04/12/2020
Afraid, lonely, confused, questioning whether this breath of air will be my last. Laying in my tomb of regret while I wait for the ghosts of my past mistakes to usher me into the world of the dead. Pretty graphic but trust me when I say these words fall short in accurately depicting the state of my heart that day.
It was an ordinary Monday afternoon. Sun brightly shining as its beams beat upon my skin, a light, gentle summer breeze gracefully carried a few leaves along with it as it journeyed across the compound. Everything seemed so perfect. Little did I know that all this was just the calm before the storm. In an instant, what I thought would be an amazing day turned out to be my worst nightmare incarnate. I won’t say it took me by surprise, but it caught me off guard. I mean, the possibility of its occurrence was always at the back of my mind, but I got so comfortable that I let my guard down.
Utterly disappointed in myself, I reach out for the most convenient coping mechanism. Joy comes in the morning, but I honestly couldn’t even imagine myself making it through the night. The crevices in my frail heart could not withstand the pain any longer and the weight just crushed me to smithereens.
Want to know exactly what happened that day? Well, I’ll tell you. I saw myself. I looked in the mirror and saw the monster I had become. The fright held me with a grip so firm I stood dead still, scared to take another step as though the ground suddenly turned into a landmine. Standing there, I faced my greatest enemy. With two hands, two feet and a face smeared in the blood of his victims I saw my fiercest foe stare at me with a gaze of fury. The anger burnt so brightly in his eyes as he slowly advanced towards me. His taunts brought the skeletons in my closet to life. The fear pushed me into the cave of my darkest memories.
My past was front and centre.
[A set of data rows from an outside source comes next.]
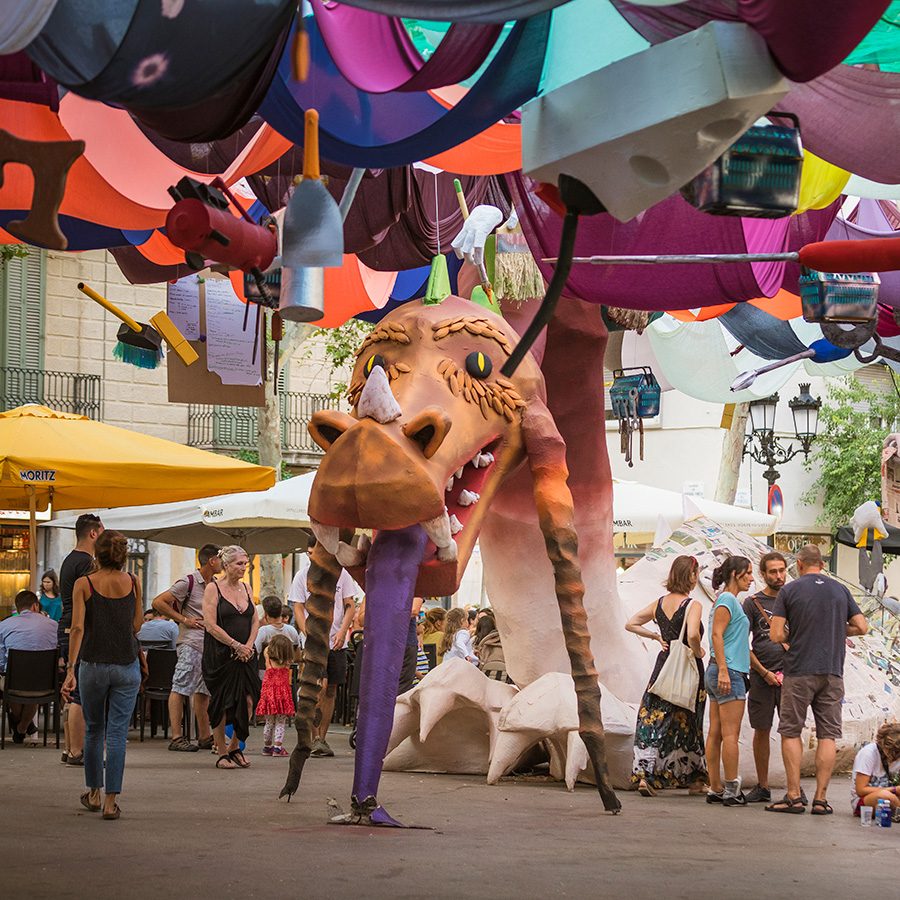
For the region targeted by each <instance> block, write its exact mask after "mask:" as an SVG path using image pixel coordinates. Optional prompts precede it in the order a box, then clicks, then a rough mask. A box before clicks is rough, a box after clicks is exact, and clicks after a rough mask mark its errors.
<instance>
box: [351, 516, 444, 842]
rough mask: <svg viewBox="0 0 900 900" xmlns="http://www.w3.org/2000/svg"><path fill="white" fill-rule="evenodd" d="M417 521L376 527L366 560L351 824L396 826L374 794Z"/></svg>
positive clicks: (406, 589)
mask: <svg viewBox="0 0 900 900" xmlns="http://www.w3.org/2000/svg"><path fill="white" fill-rule="evenodd" d="M425 543H426V536H425V532H424V530H423V529H422V527H421V526H419V525H413V526H411V527H410V528H404V529H401V530H399V531H379V532H378V533H377V534H376V535H375V540H374V541H373V543H372V548H371V550H369V555H368V559H367V561H366V628H365V644H364V650H363V662H362V673H361V677H360V695H359V715H358V721H357V726H356V766H355V771H354V778H353V796H352V798H351V803H352V810H353V811H352V814H351V816H350V817H348V820H349V821H351V822H352V823H353V824H375V825H399V824H400V823H399V822H397V821H396V820H394V819H392V818H391V817H390V816H389V815H388V814H387V813H386V812H385V810H384V808H383V807H381V806H379V804H378V801H377V800H376V799H375V798H376V794H377V792H378V783H379V781H380V780H381V771H382V767H383V765H384V756H385V753H386V752H387V746H388V741H389V739H390V736H391V728H392V726H393V723H394V705H395V703H396V702H397V689H398V686H399V681H400V669H401V667H402V665H403V655H404V652H405V648H406V635H407V630H408V626H409V614H410V609H411V607H412V598H413V592H414V590H415V585H416V576H417V574H418V571H419V564H420V563H421V562H422V556H423V554H424V552H425Z"/></svg>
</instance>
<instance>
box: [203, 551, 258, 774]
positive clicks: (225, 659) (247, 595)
mask: <svg viewBox="0 0 900 900" xmlns="http://www.w3.org/2000/svg"><path fill="white" fill-rule="evenodd" d="M219 556H220V557H221V559H222V577H221V578H220V579H219V580H218V581H211V582H210V583H209V584H208V585H207V586H206V591H205V592H204V594H203V623H204V626H205V628H206V634H205V636H204V638H203V681H204V682H205V683H206V686H207V688H209V694H210V696H209V724H210V727H211V728H212V729H213V733H214V735H215V741H216V746H217V747H218V748H219V754H220V755H219V758H218V759H217V760H216V768H217V769H237V768H241V769H246V768H248V767H249V766H250V763H249V762H248V761H247V759H246V757H245V756H244V754H243V753H242V752H241V749H240V742H241V741H246V740H247V738H248V736H249V734H250V716H251V715H252V710H254V709H255V708H256V704H257V702H258V701H259V692H260V687H261V685H260V681H259V663H258V660H257V657H256V650H255V648H254V643H255V641H256V634H257V632H258V631H259V618H258V617H257V615H256V608H255V607H254V606H253V601H252V599H251V597H250V590H249V588H248V587H247V585H246V584H245V583H244V582H243V581H242V579H243V577H244V573H245V572H246V571H247V564H248V562H249V559H248V557H247V554H246V553H245V552H244V550H243V549H242V548H241V547H237V546H231V547H223V548H222V549H221V550H220V551H219ZM226 724H227V725H231V726H233V728H234V734H233V736H232V738H231V741H230V742H228V743H226V741H225V726H226Z"/></svg>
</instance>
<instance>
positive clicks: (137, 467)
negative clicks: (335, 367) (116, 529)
mask: <svg viewBox="0 0 900 900" xmlns="http://www.w3.org/2000/svg"><path fill="white" fill-rule="evenodd" d="M274 483H275V471H274V470H273V469H271V468H269V467H268V466H255V465H253V464H251V463H247V462H243V461H241V460H237V459H232V458H231V457H228V456H220V455H219V454H218V453H209V452H208V451H206V450H198V449H197V448H195V447H185V446H183V445H182V444H176V443H175V442H174V441H166V440H163V439H162V438H156V437H150V436H149V435H146V434H139V433H138V432H136V431H129V430H128V429H126V428H116V427H115V426H113V425H106V424H104V423H103V422H95V421H94V420H93V419H89V418H87V417H86V416H76V415H71V414H70V413H62V412H57V411H56V410H52V409H48V408H47V407H46V406H38V405H31V404H29V405H27V406H20V407H18V408H16V409H11V410H9V411H8V412H4V413H0V508H2V509H17V510H25V509H27V510H28V511H29V513H30V517H29V518H30V522H29V524H30V532H31V535H30V537H31V539H30V541H29V545H30V556H31V559H30V562H31V573H32V582H34V580H35V578H36V577H37V576H36V571H35V570H36V564H37V561H36V546H35V545H36V523H35V513H36V511H37V510H38V509H46V508H47V507H48V506H49V505H50V504H51V503H52V504H53V508H54V509H57V510H60V509H101V508H104V507H110V506H139V505H141V504H145V503H170V502H174V501H177V500H192V499H195V498H198V497H208V496H210V495H213V494H216V495H218V494H231V493H236V492H238V491H261V490H265V489H267V488H270V487H271V486H272V485H273V484H274Z"/></svg>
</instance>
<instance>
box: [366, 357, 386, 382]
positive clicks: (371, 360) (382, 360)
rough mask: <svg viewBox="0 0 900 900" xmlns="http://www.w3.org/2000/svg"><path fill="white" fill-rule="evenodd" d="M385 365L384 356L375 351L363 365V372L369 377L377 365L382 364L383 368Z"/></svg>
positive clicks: (377, 365) (381, 366)
mask: <svg viewBox="0 0 900 900" xmlns="http://www.w3.org/2000/svg"><path fill="white" fill-rule="evenodd" d="M384 365H385V364H384V357H383V356H382V355H381V354H380V353H375V354H373V355H372V356H370V357H369V358H368V359H367V360H366V364H365V365H364V366H363V372H364V373H365V376H366V378H368V377H369V376H370V375H371V374H372V369H374V368H375V366H381V368H382V369H383V368H384Z"/></svg>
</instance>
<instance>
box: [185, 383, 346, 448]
mask: <svg viewBox="0 0 900 900" xmlns="http://www.w3.org/2000/svg"><path fill="white" fill-rule="evenodd" d="M278 399H279V402H280V404H281V446H282V450H283V451H284V452H285V454H286V455H294V456H298V457H299V456H315V457H318V456H321V455H322V450H321V449H320V448H319V446H318V444H316V443H315V441H313V439H312V438H311V437H310V436H309V431H308V430H307V425H308V424H309V420H310V418H311V417H312V414H313V413H314V412H316V410H319V409H329V408H332V407H334V405H335V401H334V398H332V397H330V396H329V395H328V394H306V393H301V392H299V391H281V392H280V393H279V394H278ZM258 414H259V411H258V410H257V408H256V407H255V406H207V405H201V404H195V403H192V404H189V405H188V440H187V443H188V446H190V447H202V448H203V449H205V450H217V451H224V452H227V453H234V452H237V451H239V450H255V449H256V448H257V446H258V443H259V441H258V439H257V416H258Z"/></svg>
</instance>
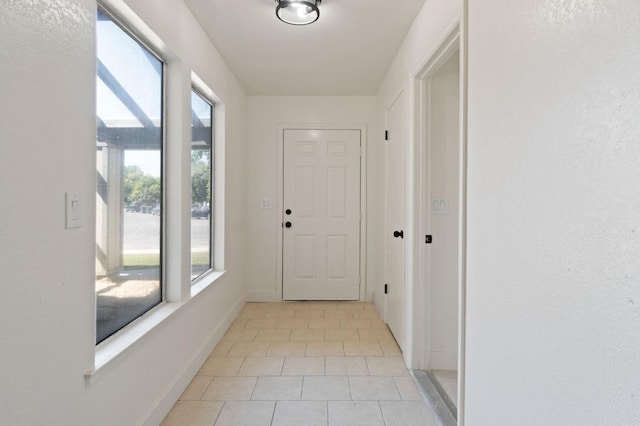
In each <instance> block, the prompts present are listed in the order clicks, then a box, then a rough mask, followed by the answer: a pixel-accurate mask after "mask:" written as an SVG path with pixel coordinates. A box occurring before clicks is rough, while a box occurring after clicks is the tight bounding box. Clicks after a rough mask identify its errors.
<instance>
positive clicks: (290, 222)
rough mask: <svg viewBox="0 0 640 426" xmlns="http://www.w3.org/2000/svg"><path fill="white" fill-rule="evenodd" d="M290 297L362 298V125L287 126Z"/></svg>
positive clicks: (284, 209) (284, 254)
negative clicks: (347, 128)
mask: <svg viewBox="0 0 640 426" xmlns="http://www.w3.org/2000/svg"><path fill="white" fill-rule="evenodd" d="M283 152H284V174H283V176H284V195H283V210H284V211H283V212H282V222H283V245H282V246H283V256H282V263H283V265H282V293H283V299H284V300H358V299H359V298H360V152H361V150H360V130H285V131H284V150H283Z"/></svg>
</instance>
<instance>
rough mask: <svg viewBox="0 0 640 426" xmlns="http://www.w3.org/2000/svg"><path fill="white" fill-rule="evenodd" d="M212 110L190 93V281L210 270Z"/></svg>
mask: <svg viewBox="0 0 640 426" xmlns="http://www.w3.org/2000/svg"><path fill="white" fill-rule="evenodd" d="M212 123H213V106H212V105H211V104H210V103H209V102H207V101H206V100H205V99H204V98H203V97H202V96H200V95H199V94H198V93H197V92H195V91H192V92H191V132H192V133H191V134H192V136H191V279H192V280H193V279H195V278H197V277H199V276H200V275H202V274H203V273H205V272H206V271H208V270H209V269H211V267H212V264H211V259H212V253H211V247H212V244H211V241H212V239H211V237H212V220H211V218H212V217H213V203H212V193H211V188H212V183H213V182H212V178H211V176H212V167H211V165H212V160H213V132H212V129H213V126H212Z"/></svg>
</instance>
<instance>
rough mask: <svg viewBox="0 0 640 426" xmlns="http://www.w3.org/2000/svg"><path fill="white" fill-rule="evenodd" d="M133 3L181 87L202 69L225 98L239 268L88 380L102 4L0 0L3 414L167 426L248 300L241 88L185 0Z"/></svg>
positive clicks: (1, 421)
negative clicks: (231, 318)
mask: <svg viewBox="0 0 640 426" xmlns="http://www.w3.org/2000/svg"><path fill="white" fill-rule="evenodd" d="M109 3H110V4H113V5H116V6H117V7H118V8H122V9H126V6H125V5H124V3H121V2H120V1H119V0H114V1H109ZM127 3H128V4H129V5H130V6H131V8H132V9H133V11H134V12H135V14H137V15H138V16H139V17H140V18H142V19H143V20H144V21H145V23H146V24H147V25H148V26H149V27H150V29H151V30H152V31H153V32H155V34H156V35H157V36H158V37H159V39H160V40H161V41H162V45H161V48H162V49H163V51H165V52H167V55H168V57H169V59H170V60H171V64H170V66H171V68H172V71H173V72H174V73H176V72H177V73H179V75H178V76H176V75H175V74H174V77H175V78H176V79H177V80H178V81H179V82H181V83H178V85H180V84H182V86H183V89H186V90H188V87H189V84H188V82H189V80H190V78H191V71H192V70H195V72H196V73H197V74H198V75H199V76H200V78H201V79H202V80H203V81H204V82H205V83H206V84H208V85H209V87H210V88H211V89H212V90H213V91H214V92H215V93H216V94H217V95H218V96H219V97H220V98H221V99H222V100H223V102H224V104H225V119H226V123H225V133H226V153H225V154H224V155H225V156H226V164H225V165H226V167H225V169H226V173H225V179H226V182H227V187H228V188H231V189H233V190H232V191H231V190H227V192H226V196H225V206H226V212H225V214H226V227H225V230H224V231H225V234H226V253H225V254H226V256H225V266H226V267H227V269H228V273H227V274H226V275H225V276H224V277H223V278H222V279H221V280H219V281H218V282H216V283H215V284H214V285H212V286H210V287H208V288H207V289H205V290H203V291H202V292H201V293H200V294H199V295H198V296H197V297H195V298H193V299H191V300H190V301H188V302H186V303H185V304H175V305H174V307H178V306H180V307H179V308H177V309H176V311H175V312H174V313H173V315H171V316H170V317H168V318H167V319H165V320H164V322H162V323H161V324H160V325H159V326H157V327H156V328H155V329H154V330H152V331H151V332H149V333H148V334H147V335H145V336H144V337H143V338H141V339H140V340H139V341H138V342H136V343H134V344H133V346H132V347H130V348H129V349H128V350H127V351H126V352H125V353H123V354H122V356H121V357H119V358H117V359H116V360H114V361H113V362H112V363H111V364H109V365H108V367H107V368H106V370H105V371H104V373H103V374H102V375H101V376H100V378H98V379H96V380H95V381H94V382H93V383H91V384H89V385H87V384H85V373H86V372H88V371H89V370H91V368H92V366H93V364H94V350H95V345H94V338H95V332H94V327H95V290H94V288H95V276H94V272H95V266H94V264H95V261H94V253H95V232H94V229H95V225H94V212H95V207H94V206H95V202H94V200H95V162H96V159H95V146H94V144H95V142H94V141H95V80H96V77H95V8H96V2H95V1H91V0H64V1H63V0H53V1H48V2H22V1H9V2H3V3H2V5H1V6H0V40H2V43H1V44H2V56H3V60H2V61H0V81H2V84H1V85H0V128H1V129H2V136H1V143H0V170H1V172H0V173H1V178H0V199H2V202H1V203H0V217H1V218H2V222H1V223H0V269H1V270H2V278H1V283H2V292H3V300H4V301H5V303H4V307H3V309H2V310H0V341H1V342H2V349H0V364H1V365H2V367H0V383H2V385H1V386H0V413H1V414H0V423H2V424H12V425H21V424H25V425H27V424H28V425H33V424H65V425H114V424H121V425H125V424H127V425H130V424H140V423H142V422H145V421H146V422H147V423H148V424H157V423H159V421H160V420H161V419H162V417H163V416H164V414H165V413H166V412H167V411H168V410H169V409H170V408H171V405H172V404H173V402H174V401H175V399H176V398H177V397H178V396H179V394H180V392H181V390H182V389H183V387H184V386H186V385H187V384H188V382H189V380H190V378H191V374H193V373H194V372H195V369H196V368H197V367H198V366H199V365H198V363H199V362H202V361H203V359H204V358H203V357H204V356H206V355H207V354H208V351H209V350H210V349H211V348H212V346H213V344H215V339H216V338H217V337H218V336H219V335H220V333H222V332H224V326H225V324H226V322H225V321H228V320H230V318H229V317H228V316H229V315H233V313H234V311H233V310H234V308H237V307H238V306H239V304H240V303H242V301H243V297H244V286H243V284H244V274H243V267H242V265H244V264H245V259H244V258H243V257H242V253H243V244H244V228H243V226H242V224H243V223H244V221H245V218H244V199H245V197H244V187H245V175H244V164H245V163H244V138H245V135H244V124H245V123H244V121H245V110H246V104H245V102H246V97H245V94H244V90H243V88H242V87H241V86H240V84H239V83H238V82H237V80H236V79H235V77H234V75H233V74H232V72H231V71H230V70H229V69H228V67H227V66H226V65H225V64H224V61H223V60H222V59H221V57H220V56H219V55H218V53H217V52H216V50H215V48H214V47H213V45H212V44H211V42H210V41H209V40H208V39H207V37H206V36H205V35H204V33H203V32H202V31H201V30H200V29H199V26H198V24H197V22H196V21H195V19H194V18H193V16H192V15H191V14H190V12H189V11H188V9H186V7H185V6H184V5H183V4H182V2H179V1H175V2H164V3H163V5H162V7H161V8H160V7H158V6H157V5H155V4H152V3H150V2H147V1H144V0H131V1H128V2H127ZM130 17H131V18H132V19H133V18H135V17H134V16H133V15H130ZM176 26H177V28H179V29H180V30H179V31H176ZM171 90H173V89H172V88H170V90H169V95H168V96H170V95H171V93H172V91H171ZM173 93H175V92H173ZM187 100H188V94H185V96H183V97H182V100H176V99H168V102H174V104H175V103H176V102H181V101H182V102H184V105H187V106H188V102H187ZM178 133H180V132H178ZM182 133H183V134H187V135H188V134H189V133H188V128H187V129H186V132H185V131H183V132H182ZM185 143H188V141H185ZM168 161H170V159H169V160H168ZM183 173H186V174H188V171H186V170H185V171H183ZM183 178H184V175H183ZM66 191H73V192H76V193H78V194H79V195H80V199H81V202H82V203H83V205H82V207H83V209H82V222H83V226H82V227H81V228H79V229H71V230H66V229H65V228H64V223H65V221H64V194H65V192H66ZM185 199H188V198H185ZM185 208H186V209H188V208H189V206H185ZM169 237H173V238H174V240H175V238H177V237H178V236H177V235H173V236H169ZM188 238H189V237H188V233H186V234H185V235H184V240H183V241H181V243H182V244H183V245H185V246H186V247H188V246H189V240H188ZM187 258H188V256H187Z"/></svg>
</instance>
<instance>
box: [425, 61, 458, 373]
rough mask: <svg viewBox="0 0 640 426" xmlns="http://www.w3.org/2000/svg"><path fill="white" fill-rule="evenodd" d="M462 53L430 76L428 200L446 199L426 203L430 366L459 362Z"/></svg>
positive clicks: (456, 363)
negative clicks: (459, 281) (460, 54)
mask: <svg viewBox="0 0 640 426" xmlns="http://www.w3.org/2000/svg"><path fill="white" fill-rule="evenodd" d="M459 88H460V56H459V51H456V52H455V53H454V54H453V56H452V57H451V58H450V59H449V60H448V61H447V62H446V63H444V64H443V65H442V67H441V68H440V69H439V70H438V71H437V72H436V73H435V74H434V75H433V77H432V78H431V87H430V93H431V94H430V101H431V102H430V106H429V107H428V111H427V114H428V117H424V118H425V119H428V121H429V124H428V131H429V141H430V143H429V145H430V149H429V158H430V164H429V167H428V169H429V177H428V178H427V179H426V180H427V182H426V184H427V185H429V187H430V200H427V201H436V202H438V203H439V202H440V201H441V200H444V201H445V202H446V204H447V205H446V210H443V209H442V207H443V206H441V205H440V204H438V208H437V209H434V207H433V204H432V203H430V202H428V204H427V205H428V206H429V208H430V212H428V211H424V212H422V214H423V215H430V222H431V223H430V225H431V226H430V227H429V229H424V230H423V231H424V233H425V234H426V233H429V234H432V235H433V243H432V244H431V245H430V246H429V247H428V249H429V252H430V253H431V259H430V263H429V266H428V268H427V274H428V275H429V276H428V278H427V279H428V280H429V281H428V282H429V283H430V290H431V293H430V294H431V306H430V309H429V312H428V315H429V316H430V318H431V321H430V324H431V336H430V342H429V343H430V344H429V347H430V351H431V354H430V356H429V366H428V368H429V369H431V370H456V369H457V365H458V237H459V232H458V208H459V204H460V203H459V201H458V196H459V191H458V187H459V183H460V180H459V176H458V174H459V165H458V163H459V157H458V156H459V143H460V131H459V130H460V93H459V92H460V90H459Z"/></svg>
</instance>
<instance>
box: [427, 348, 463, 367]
mask: <svg viewBox="0 0 640 426" xmlns="http://www.w3.org/2000/svg"><path fill="white" fill-rule="evenodd" d="M457 369H458V353H457V352H455V351H432V352H431V359H430V361H429V370H457Z"/></svg>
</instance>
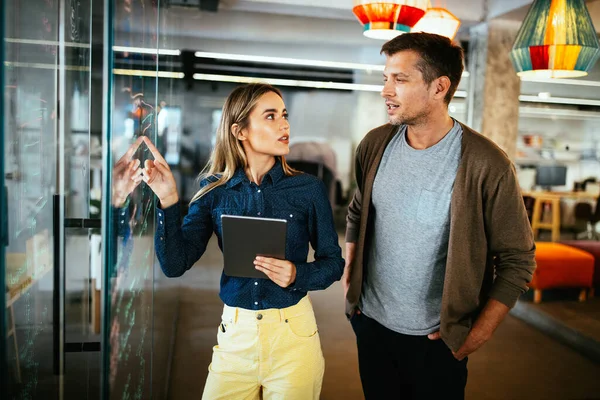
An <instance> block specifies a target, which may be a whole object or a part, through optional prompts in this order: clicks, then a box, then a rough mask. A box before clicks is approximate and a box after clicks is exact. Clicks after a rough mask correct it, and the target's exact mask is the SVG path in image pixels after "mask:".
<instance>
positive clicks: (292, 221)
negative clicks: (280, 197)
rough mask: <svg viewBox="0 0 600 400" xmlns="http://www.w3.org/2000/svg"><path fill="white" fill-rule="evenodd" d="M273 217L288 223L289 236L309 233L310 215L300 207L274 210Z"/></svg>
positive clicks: (291, 207) (290, 206)
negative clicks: (301, 208) (308, 220)
mask: <svg viewBox="0 0 600 400" xmlns="http://www.w3.org/2000/svg"><path fill="white" fill-rule="evenodd" d="M273 216H274V218H277V219H284V220H286V221H287V231H288V234H298V233H301V232H308V213H307V212H306V211H305V210H302V209H300V208H299V207H293V206H287V207H284V208H282V209H277V210H274V211H273Z"/></svg>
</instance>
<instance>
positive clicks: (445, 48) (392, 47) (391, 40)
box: [381, 32, 464, 104]
mask: <svg viewBox="0 0 600 400" xmlns="http://www.w3.org/2000/svg"><path fill="white" fill-rule="evenodd" d="M407 50H412V51H414V52H416V53H418V54H419V56H420V57H421V60H420V61H419V62H418V63H417V68H418V69H419V71H421V73H422V74H423V80H424V81H425V83H427V84H428V85H429V84H430V83H431V82H433V81H434V80H435V79H437V78H439V77H442V76H447V77H448V79H450V89H448V93H447V94H446V97H445V98H444V100H445V102H446V104H449V103H450V100H452V97H453V96H454V93H455V92H456V88H457V87H458V84H459V83H460V78H461V77H462V73H463V69H464V66H463V59H464V54H463V49H462V47H460V46H457V45H455V44H453V43H452V41H451V40H450V39H448V38H447V37H445V36H440V35H435V34H432V33H422V32H420V33H405V34H402V35H399V36H396V37H395V38H394V39H392V40H390V41H389V42H386V43H385V44H384V45H383V47H382V48H381V53H382V54H385V55H386V56H388V57H391V56H393V55H394V54H396V53H399V52H401V51H407Z"/></svg>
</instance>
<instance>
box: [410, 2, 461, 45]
mask: <svg viewBox="0 0 600 400" xmlns="http://www.w3.org/2000/svg"><path fill="white" fill-rule="evenodd" d="M459 26H460V20H459V19H458V18H456V17H455V16H454V15H453V14H452V13H451V12H450V11H448V10H446V9H445V8H430V9H428V10H427V12H426V13H425V15H424V16H423V18H421V19H420V20H419V22H417V23H416V25H415V26H414V27H413V28H412V30H411V32H427V33H435V34H438V35H442V36H446V37H447V38H450V40H453V39H454V36H456V32H458V27H459Z"/></svg>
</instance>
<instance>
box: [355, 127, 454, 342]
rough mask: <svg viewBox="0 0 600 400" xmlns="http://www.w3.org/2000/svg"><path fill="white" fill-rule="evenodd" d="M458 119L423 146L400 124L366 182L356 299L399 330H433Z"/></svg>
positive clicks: (417, 330)
mask: <svg viewBox="0 0 600 400" xmlns="http://www.w3.org/2000/svg"><path fill="white" fill-rule="evenodd" d="M461 141H462V127H461V126H460V124H459V123H458V122H456V121H454V126H453V128H452V129H451V130H450V132H448V134H447V135H446V136H444V138H443V139H442V140H441V141H439V142H438V143H436V144H435V145H434V146H432V147H430V148H428V149H425V150H415V149H414V148H412V147H410V145H409V144H408V142H407V141H406V126H401V127H400V129H399V132H398V134H397V135H396V136H395V137H394V138H393V139H392V141H391V142H390V143H389V145H388V146H387V148H386V150H385V152H384V154H383V159H382V160H381V164H380V166H379V169H378V171H377V176H376V177H375V182H374V184H373V197H372V202H373V212H374V214H375V225H374V229H373V237H372V238H371V240H370V243H371V246H370V251H369V253H368V264H367V269H366V276H365V282H364V287H363V291H362V296H361V300H360V304H359V307H360V308H361V310H362V311H363V312H364V313H365V315H367V316H369V317H371V318H373V319H375V320H376V321H378V322H379V323H380V324H382V325H383V326H385V327H387V328H389V329H391V330H393V331H396V332H399V333H403V334H406V335H427V334H429V333H432V332H435V331H437V330H439V325H440V309H441V304H442V291H443V288H444V274H445V270H446V258H447V254H448V238H449V234H450V200H451V197H452V188H453V186H454V180H455V178H456V172H457V170H458V166H459V164H460V154H461V149H462V146H461Z"/></svg>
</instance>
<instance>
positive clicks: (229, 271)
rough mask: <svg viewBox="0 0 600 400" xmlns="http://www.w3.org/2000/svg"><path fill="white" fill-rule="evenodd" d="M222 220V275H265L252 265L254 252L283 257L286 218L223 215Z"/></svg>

Every attempt to steer clear of my insecurities was a catastrophic failure. My sweaty palms and wobbly knees made it all the more an inevitably futile pursuit. The dreams conceived in my younger innocent mind were drowned in the pool of my self-doubt that got deeper as I grew older. Hate became the robe I instinctively adorned myself with each time I awakened from my slumber.
For the longest time, I had been a pretender. Shamelessly wagging my tail for the approval of people who couldn’t care less about the inner battles I was going through. I would do anything to gain their acceptance. I just wanted to be cool. To fit in. To feel wanted. But I was so desperate that I became oblivious to what was at stake. My honour was the cost.
With time, I found people who actually offered me the acceptance I was looking for. But it was never enough. I found myself wanting more and more. My appetite for approval became so voracious that I became an emotional vampire, sucking the life out of the people closest to me. It was a dark place. A lonely place. A place so unsatisfying that every bite off the fruit of self-pleasure and fulfilment left me hungrier than the last.
The prey became the predator. Like a lion roaming the crispy Serengeti, I was eagerly looking for my next target. That Monday afternoon, I was on my way to devour my next victim. But like Saul on the road to Damascus, the epiphany of my transgressions dawned on me. The guilt weighed so heavy on my chest. A stream of tears rolled down my cheeks, as acid burning the malice that had breaded in the cellar of my soul that has now become a wasteland.
I took one more look in the mirror and I saw a man standing behind me. I didn’t really know him but he brought a sense of safety in the room. He told me his name was Jesus. He said he was there the whole time- when I was afraid, he was there. When I was confused, he was there, when I was hiding my pain in the fig leaves of my addictions he was there, gently calling out my name saying, “I am what you are looking for; I am who you are looking for.” With no further hesitation, he held me in an embrace so warm I never wanted to let go. After so many years, I finally found the peace I was thirsting after. The living water gave life to my weary soul. My burdens were lifted. As my hands were wrapped around him, I felt the hole on his side. I saw the holes in his hands. With tears forming like mist in his eyes he said, “I did it for you, son. And if I had to do it again, I’d do it a billion more times with no hesitation. Welcome home.”